Earlier this year I read Someone Else’s Honeymoon and enjoyed it, so when I saw this book come across the screen I knew I had to read it.
Sophie thought that she had it all, she’s married her knight in shining armour James, and it seems as though things are going perfectly. At least, until she discovers him in the hayloft with stable girl Becky and they aren’t just talking horses.
Understandably devastated she goes to talk to her mother-in-law, expecting something resembling sympathy, instead she gets told that she should just grin and bear it. It appears that the only reason James’s parents allowed him to marry her was due to the fact that her family is wealthy – and I mean VERY wealthy, we’re talking private jet to Paris wealthy.
Fast-forward a few weeks, Sophie gave James a chance and he not only blew it, he decimated it, an explosion so big you could probably see it from Mars. So, emotionally destroyed, Sophie goes back to her parents and here’s where things get interesting.

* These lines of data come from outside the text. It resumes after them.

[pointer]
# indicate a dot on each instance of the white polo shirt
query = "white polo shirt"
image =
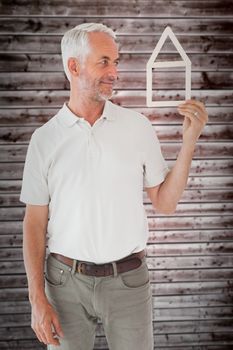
(92, 178)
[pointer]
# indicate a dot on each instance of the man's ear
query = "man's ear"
(73, 66)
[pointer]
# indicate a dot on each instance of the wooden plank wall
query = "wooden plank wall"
(190, 261)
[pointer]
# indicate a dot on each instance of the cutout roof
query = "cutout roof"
(151, 64)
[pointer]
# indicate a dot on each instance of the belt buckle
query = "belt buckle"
(79, 268)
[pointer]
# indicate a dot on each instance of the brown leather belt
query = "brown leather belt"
(128, 263)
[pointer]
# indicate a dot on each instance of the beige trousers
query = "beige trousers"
(122, 303)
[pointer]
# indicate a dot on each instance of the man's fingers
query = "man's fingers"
(50, 339)
(195, 103)
(57, 327)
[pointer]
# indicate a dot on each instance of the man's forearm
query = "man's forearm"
(172, 188)
(34, 244)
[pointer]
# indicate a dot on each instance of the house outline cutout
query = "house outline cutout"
(167, 64)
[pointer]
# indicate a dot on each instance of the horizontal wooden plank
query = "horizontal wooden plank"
(47, 43)
(33, 62)
(22, 316)
(158, 237)
(58, 25)
(219, 266)
(56, 98)
(194, 182)
(165, 133)
(175, 236)
(121, 8)
(200, 213)
(127, 80)
(17, 152)
(220, 207)
(185, 282)
(36, 345)
(216, 167)
(26, 117)
(15, 298)
(188, 339)
(154, 250)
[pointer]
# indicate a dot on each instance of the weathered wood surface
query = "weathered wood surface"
(131, 43)
(127, 80)
(47, 62)
(190, 253)
(218, 132)
(126, 26)
(188, 339)
(218, 167)
(122, 8)
(9, 239)
(197, 182)
(129, 98)
(38, 116)
(17, 152)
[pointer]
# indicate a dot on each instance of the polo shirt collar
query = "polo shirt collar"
(68, 118)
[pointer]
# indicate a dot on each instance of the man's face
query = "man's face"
(98, 72)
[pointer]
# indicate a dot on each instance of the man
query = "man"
(85, 171)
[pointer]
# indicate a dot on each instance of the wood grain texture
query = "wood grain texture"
(190, 252)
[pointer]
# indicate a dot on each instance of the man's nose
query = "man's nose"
(113, 72)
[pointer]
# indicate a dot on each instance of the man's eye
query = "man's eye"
(104, 62)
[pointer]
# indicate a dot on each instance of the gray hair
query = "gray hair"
(75, 42)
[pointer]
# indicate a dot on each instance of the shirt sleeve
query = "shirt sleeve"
(34, 188)
(155, 166)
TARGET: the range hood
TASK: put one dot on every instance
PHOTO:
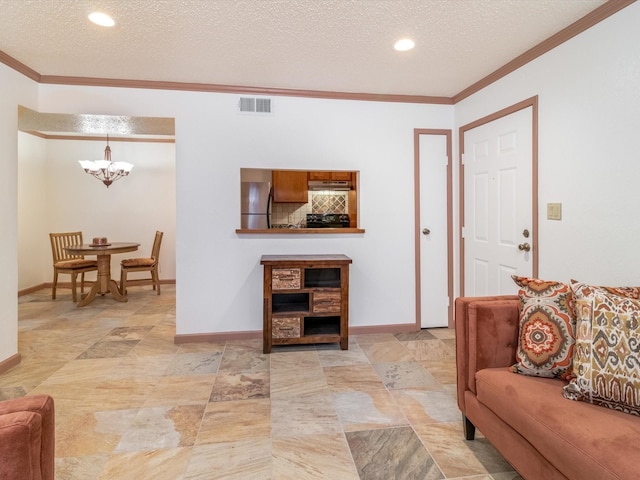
(329, 185)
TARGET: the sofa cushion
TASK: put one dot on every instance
(546, 332)
(582, 440)
(607, 359)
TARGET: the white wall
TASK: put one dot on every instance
(34, 253)
(219, 276)
(14, 89)
(589, 118)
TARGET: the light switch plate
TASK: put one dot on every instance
(554, 211)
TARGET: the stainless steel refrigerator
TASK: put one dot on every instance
(256, 200)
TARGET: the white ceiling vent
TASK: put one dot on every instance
(256, 105)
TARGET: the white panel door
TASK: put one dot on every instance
(497, 229)
(434, 276)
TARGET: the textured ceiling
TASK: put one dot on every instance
(325, 45)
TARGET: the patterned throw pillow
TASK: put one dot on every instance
(607, 358)
(583, 290)
(547, 328)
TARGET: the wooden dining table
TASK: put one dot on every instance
(104, 283)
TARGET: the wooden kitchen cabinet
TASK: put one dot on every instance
(306, 300)
(330, 176)
(290, 186)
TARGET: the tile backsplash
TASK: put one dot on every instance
(319, 202)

James is a jerk and once divorce proceedings start she gets the chance to see what a mistake she made, it’s lucky he’s shooting blanks or they would have been tied together for life. I loved that Sophie doesn’t play the classic heroine and fall apart. She picks herself up, sticks to her “I don’t ever want to see you again” guns and sets about putting her life to rights.

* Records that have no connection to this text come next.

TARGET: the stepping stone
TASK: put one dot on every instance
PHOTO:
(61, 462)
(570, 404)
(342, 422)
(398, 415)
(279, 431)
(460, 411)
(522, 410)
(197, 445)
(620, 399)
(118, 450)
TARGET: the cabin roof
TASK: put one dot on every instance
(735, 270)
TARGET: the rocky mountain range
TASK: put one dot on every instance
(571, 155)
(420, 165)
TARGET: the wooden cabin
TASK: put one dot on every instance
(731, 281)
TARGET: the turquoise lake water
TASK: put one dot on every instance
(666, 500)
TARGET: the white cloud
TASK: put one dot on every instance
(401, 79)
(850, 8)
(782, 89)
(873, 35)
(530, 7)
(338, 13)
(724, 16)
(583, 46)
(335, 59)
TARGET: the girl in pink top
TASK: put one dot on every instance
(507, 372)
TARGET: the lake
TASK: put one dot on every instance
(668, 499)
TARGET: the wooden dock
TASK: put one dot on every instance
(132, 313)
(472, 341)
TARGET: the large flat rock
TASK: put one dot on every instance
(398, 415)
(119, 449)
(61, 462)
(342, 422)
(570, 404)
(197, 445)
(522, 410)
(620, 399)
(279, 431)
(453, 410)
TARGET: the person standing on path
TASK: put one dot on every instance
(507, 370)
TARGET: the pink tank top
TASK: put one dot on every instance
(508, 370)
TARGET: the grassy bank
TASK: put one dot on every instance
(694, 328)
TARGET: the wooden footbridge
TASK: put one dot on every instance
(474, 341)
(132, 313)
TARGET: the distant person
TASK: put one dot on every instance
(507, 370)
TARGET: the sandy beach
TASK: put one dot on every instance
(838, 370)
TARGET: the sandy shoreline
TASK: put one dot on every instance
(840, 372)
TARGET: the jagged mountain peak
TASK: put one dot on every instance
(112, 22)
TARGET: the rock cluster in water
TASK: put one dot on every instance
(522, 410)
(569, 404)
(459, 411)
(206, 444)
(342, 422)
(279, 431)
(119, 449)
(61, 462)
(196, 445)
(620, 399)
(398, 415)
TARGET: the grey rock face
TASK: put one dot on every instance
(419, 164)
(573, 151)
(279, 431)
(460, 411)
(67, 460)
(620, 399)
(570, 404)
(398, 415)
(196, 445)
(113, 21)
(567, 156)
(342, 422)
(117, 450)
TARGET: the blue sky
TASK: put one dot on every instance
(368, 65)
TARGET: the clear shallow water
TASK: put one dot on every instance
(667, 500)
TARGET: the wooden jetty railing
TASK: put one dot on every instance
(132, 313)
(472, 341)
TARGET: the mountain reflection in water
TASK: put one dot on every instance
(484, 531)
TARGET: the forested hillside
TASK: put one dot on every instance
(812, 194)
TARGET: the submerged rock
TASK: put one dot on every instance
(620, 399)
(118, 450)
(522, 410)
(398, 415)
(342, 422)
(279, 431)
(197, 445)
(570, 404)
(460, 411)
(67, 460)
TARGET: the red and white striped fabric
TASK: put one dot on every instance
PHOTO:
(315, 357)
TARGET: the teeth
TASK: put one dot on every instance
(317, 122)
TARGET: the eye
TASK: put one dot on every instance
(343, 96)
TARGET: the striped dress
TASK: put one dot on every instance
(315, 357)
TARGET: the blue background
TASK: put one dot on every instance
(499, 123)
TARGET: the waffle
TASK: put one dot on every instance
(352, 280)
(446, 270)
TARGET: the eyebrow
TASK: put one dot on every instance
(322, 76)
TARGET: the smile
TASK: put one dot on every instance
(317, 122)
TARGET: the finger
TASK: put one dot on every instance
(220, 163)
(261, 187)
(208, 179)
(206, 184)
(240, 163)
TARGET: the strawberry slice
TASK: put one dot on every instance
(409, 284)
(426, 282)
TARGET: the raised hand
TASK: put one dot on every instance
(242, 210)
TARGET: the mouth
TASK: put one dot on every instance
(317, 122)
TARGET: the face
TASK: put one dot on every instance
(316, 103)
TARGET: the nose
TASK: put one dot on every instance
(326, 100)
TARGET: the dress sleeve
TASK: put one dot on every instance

The characters in this book all have dimension to them. We have the new neighbours when she moves out of her parents’ home (rather quickly, much to my relief as a reader); Katy, Elliott, Bronwyn, Brian and Daisy. Then there are her colleagues, especially Emily who is initially resentful of Sophie’s return to a business she left when she married a country gent. I love the way that her job leads her to her new friends, but it also leads her to really stand up for herself.
Ultimately this book is enjoyable, I read it in an afternoon, and though we have a slow-burn romance that turns into a super-nova, the focus is on Sophie finding her way back to the person she wants to be.
There was a twist in the book but I guessed it pretty early on, the foreshadowing was incredibly obvious (at least to me), however, the twist was not one that will make or break the book.
If I were to have one complaint about the book it’s regarding the ending. It’s incredibly abrupt. So abrupt in fact that I went back and read it again because I thought perhaps I had skipped a few pages accidentally (my cat has a tendency to step on my tablet and scroll).